Я помню, Марина и ещё некоторые гости засобирались домой. Я вышла в прихожую их проводить.
— Ну что, юная спорщица, скажешь? — обратилась она ко мне.
— А разве я в чём-то неправа?
— Ты большая идеалистка, нельзя быть такой!
Прямо как в том мире! Я взглянула на часы. Было пол-одиннадцатого. Но тогда она уходила последняя… А через час часы должны остановиться.
— Да мы, в общем-то, все с тобой согласны, — сказала Катя (не та Катя, что сообщила мне про теракт, а её тезка).
Я улыбнулась. Эти слова звучали для меня сладкой музыкой.
Но когда, закрыв за ними дверь, я вернулась в гостиную, меня опять ждал неприятный сюрприз. Галицкий опять взялся за старое. Из песни, звучавшей в этот момент, я запомнила только припев. Я никогда не слышала её раньше или позже, и потому понятия не имею, чьи авторские права нарушаю, её цитируя, но слова припева там были такие:
Ростовщик, но чужих окраин, Кредитор, но своих развалин, Я рифмуюсь со словом Сталин, Я коричневый город Таллинн.Я так и застыла в распахнутых дверях. Наверно, со стороны я напоминала гневного ангела. Когда песня кончилась, все как-то смущённо замолчали под моим взглядом.

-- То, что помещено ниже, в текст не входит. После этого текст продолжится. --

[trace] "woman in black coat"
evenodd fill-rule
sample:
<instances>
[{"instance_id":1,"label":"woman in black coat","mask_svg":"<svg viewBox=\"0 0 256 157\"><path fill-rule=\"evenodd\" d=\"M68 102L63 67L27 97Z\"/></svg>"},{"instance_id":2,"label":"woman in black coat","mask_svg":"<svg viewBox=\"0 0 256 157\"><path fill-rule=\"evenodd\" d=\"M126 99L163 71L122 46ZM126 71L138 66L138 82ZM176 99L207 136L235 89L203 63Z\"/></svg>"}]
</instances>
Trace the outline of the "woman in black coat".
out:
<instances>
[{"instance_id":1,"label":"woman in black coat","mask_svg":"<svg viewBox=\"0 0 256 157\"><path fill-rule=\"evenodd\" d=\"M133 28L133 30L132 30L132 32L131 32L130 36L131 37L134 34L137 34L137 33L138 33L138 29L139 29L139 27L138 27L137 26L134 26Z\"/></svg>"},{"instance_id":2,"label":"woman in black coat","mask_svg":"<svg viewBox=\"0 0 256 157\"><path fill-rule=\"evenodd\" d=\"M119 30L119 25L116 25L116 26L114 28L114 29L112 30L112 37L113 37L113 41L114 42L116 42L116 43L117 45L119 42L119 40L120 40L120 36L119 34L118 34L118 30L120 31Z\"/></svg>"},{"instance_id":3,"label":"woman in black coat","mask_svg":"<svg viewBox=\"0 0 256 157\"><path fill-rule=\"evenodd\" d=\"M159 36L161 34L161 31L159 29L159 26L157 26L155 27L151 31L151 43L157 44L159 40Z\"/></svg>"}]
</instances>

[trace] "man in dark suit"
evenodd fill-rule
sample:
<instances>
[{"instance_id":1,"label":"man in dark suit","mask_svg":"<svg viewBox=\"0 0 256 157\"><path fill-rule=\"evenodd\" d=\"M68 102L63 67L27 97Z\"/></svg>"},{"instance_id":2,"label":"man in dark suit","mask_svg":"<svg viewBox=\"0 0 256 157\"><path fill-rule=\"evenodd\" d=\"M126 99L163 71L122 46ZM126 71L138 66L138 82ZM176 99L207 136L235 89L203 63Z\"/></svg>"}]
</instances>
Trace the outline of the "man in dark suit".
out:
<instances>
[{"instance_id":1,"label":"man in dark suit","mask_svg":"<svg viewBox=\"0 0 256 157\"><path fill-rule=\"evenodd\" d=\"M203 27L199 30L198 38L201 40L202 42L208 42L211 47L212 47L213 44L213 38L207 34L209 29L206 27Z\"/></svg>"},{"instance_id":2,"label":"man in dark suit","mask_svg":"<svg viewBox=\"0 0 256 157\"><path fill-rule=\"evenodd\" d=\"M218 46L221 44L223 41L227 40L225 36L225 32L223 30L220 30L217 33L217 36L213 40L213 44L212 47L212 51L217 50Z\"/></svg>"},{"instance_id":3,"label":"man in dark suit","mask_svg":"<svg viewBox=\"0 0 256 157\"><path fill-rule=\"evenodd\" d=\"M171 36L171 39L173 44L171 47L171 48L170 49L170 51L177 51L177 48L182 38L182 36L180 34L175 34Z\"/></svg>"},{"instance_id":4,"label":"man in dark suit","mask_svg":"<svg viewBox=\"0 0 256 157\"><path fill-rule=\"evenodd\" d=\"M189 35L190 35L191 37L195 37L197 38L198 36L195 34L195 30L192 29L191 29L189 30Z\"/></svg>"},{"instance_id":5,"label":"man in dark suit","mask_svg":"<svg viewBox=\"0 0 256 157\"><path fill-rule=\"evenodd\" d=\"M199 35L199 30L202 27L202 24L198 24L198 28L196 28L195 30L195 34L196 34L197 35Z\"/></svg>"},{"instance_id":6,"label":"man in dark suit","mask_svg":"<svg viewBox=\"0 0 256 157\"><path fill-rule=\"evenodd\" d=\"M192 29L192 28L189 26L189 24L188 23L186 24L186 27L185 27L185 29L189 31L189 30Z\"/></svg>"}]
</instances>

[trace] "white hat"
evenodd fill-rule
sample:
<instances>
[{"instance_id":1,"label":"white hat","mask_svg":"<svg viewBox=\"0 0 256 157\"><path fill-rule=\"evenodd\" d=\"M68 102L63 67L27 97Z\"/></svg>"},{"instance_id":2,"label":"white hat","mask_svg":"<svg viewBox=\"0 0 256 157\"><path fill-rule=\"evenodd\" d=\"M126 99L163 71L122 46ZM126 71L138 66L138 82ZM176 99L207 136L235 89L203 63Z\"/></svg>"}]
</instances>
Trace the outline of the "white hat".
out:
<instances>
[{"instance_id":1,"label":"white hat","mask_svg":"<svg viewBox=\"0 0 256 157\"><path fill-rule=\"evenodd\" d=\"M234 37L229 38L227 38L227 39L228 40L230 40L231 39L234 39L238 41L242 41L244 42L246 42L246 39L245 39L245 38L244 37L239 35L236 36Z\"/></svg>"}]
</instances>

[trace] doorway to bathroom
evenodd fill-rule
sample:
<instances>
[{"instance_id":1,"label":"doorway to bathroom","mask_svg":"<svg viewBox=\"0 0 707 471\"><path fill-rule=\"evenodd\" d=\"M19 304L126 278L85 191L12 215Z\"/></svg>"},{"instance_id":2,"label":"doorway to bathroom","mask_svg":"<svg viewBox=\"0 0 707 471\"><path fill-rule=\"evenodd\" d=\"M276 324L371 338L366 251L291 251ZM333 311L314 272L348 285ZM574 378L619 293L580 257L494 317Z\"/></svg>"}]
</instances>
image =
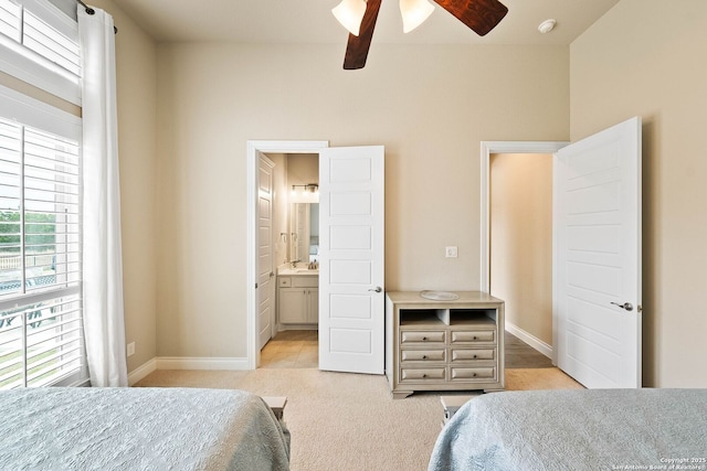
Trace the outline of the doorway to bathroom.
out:
<instances>
[{"instance_id":1,"label":"doorway to bathroom","mask_svg":"<svg viewBox=\"0 0 707 471\"><path fill-rule=\"evenodd\" d=\"M273 214L273 197L261 204L260 161L266 154L316 153L319 156L319 260L323 282L313 286L308 266L286 265L277 288L304 288L304 304L289 312L288 324L297 324L318 310L318 364L320 370L351 373L383 373L384 325L384 148L363 146L329 148L326 141L247 142L247 366L261 364L258 280L275 277L278 264L274 249L261 254L258 240L274 240L281 232L261 224L261 214ZM267 159L270 160L270 159ZM293 185L291 185L287 191ZM308 190L310 184L304 184ZM272 189L272 194L276 189ZM284 190L281 189L281 193ZM267 199L265 199L267 200ZM289 229L287 229L289 232ZM291 237L292 238L292 237ZM297 237L299 238L299 237ZM283 238L283 243L285 243ZM284 260L284 256L281 255ZM296 260L296 259L295 259ZM264 264L264 265L263 265ZM284 264L283 264L284 265ZM316 264L315 264L316 265ZM261 266L265 267L262 269ZM315 279L316 280L316 279ZM318 281L318 280L317 280ZM283 283L281 286L281 282ZM272 285L272 283L271 283ZM296 291L296 290L295 290ZM317 292L318 291L318 292ZM289 292L289 291L288 291ZM293 295L294 296L294 295ZM281 303L281 307L285 303ZM287 303L291 306L291 303ZM274 315L275 310L271 309ZM303 313L304 312L304 313ZM300 315L297 318L297 315ZM282 312L281 312L282 318ZM282 319L278 320L279 323ZM306 321L304 323L307 323ZM271 333L275 322L271 323ZM293 325L288 325L293 328Z\"/></svg>"},{"instance_id":2,"label":"doorway to bathroom","mask_svg":"<svg viewBox=\"0 0 707 471\"><path fill-rule=\"evenodd\" d=\"M273 260L270 319L260 317L263 368L318 367L319 154L264 153L273 164L270 244L258 243L261 264ZM264 173L261 171L261 179ZM265 176L266 178L266 176ZM263 184L261 182L260 186ZM263 210L258 210L263 211ZM261 234L265 234L261 232ZM265 238L265 237L262 237ZM263 250L271 254L263 257ZM265 261L266 264L266 261ZM267 270L267 267L261 269ZM258 287L261 290L263 287ZM261 309L258 309L261 310ZM262 311L262 310L261 310ZM267 315L266 315L267 317Z\"/></svg>"}]
</instances>

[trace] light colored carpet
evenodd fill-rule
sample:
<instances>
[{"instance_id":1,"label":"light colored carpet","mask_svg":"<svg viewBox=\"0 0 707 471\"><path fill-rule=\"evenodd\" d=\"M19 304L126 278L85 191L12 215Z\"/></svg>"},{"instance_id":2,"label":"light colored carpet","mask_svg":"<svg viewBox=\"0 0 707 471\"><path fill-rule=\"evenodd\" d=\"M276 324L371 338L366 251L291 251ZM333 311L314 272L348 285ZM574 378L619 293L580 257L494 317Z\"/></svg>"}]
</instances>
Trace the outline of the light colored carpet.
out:
<instances>
[{"instance_id":1,"label":"light colored carpet","mask_svg":"<svg viewBox=\"0 0 707 471\"><path fill-rule=\"evenodd\" d=\"M294 471L426 470L443 416L440 393L393 400L383 376L315 368L157 371L136 386L239 388L287 396ZM574 387L581 386L557 368L506 370L507 389Z\"/></svg>"}]
</instances>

— Закрой дверь. Дует, — сказала моя мать. Балконная дверца была приоткрыта на щеколду, и по комнате действительно пролетал холодный ветерок.
— Вы опять! — только и сказала я, но дверь за собой всё же закрыла, хлопнув ею чуть сильнее, чем это было бы вежливо.
— Никто не дал Вам права устанавливать здесь цензуру, Мария, — холодно сказал Галицкий.
— А кто дал Вам право восхищаться фашистами?
— А разве Сталин поступил лучше фашистов, когда захватил Прибалтийские республики?
— Если бы он этого не сделал, то они достались бы Гитлеру. В конце концов, там был референдум. Большинство пожелало присоединения к Советскому Союзу.
— Референдум под давлением войск!
— Голосование было тайным, и подтасовок там не было. Я не понимаю, чего Вы хотите. Ведь если бы их сдал Гитлеру Чемберлен, Вы бы, наверное, восхищались им как дальновидным западным политиком. Если бы были живы, конечно. Потому что тогда бы Великую Отечественную мы могли бы и не выиграть! И тогда ваши предки сгорели бы в печах крематория! Вам что, жить надоело, я вас не пойму!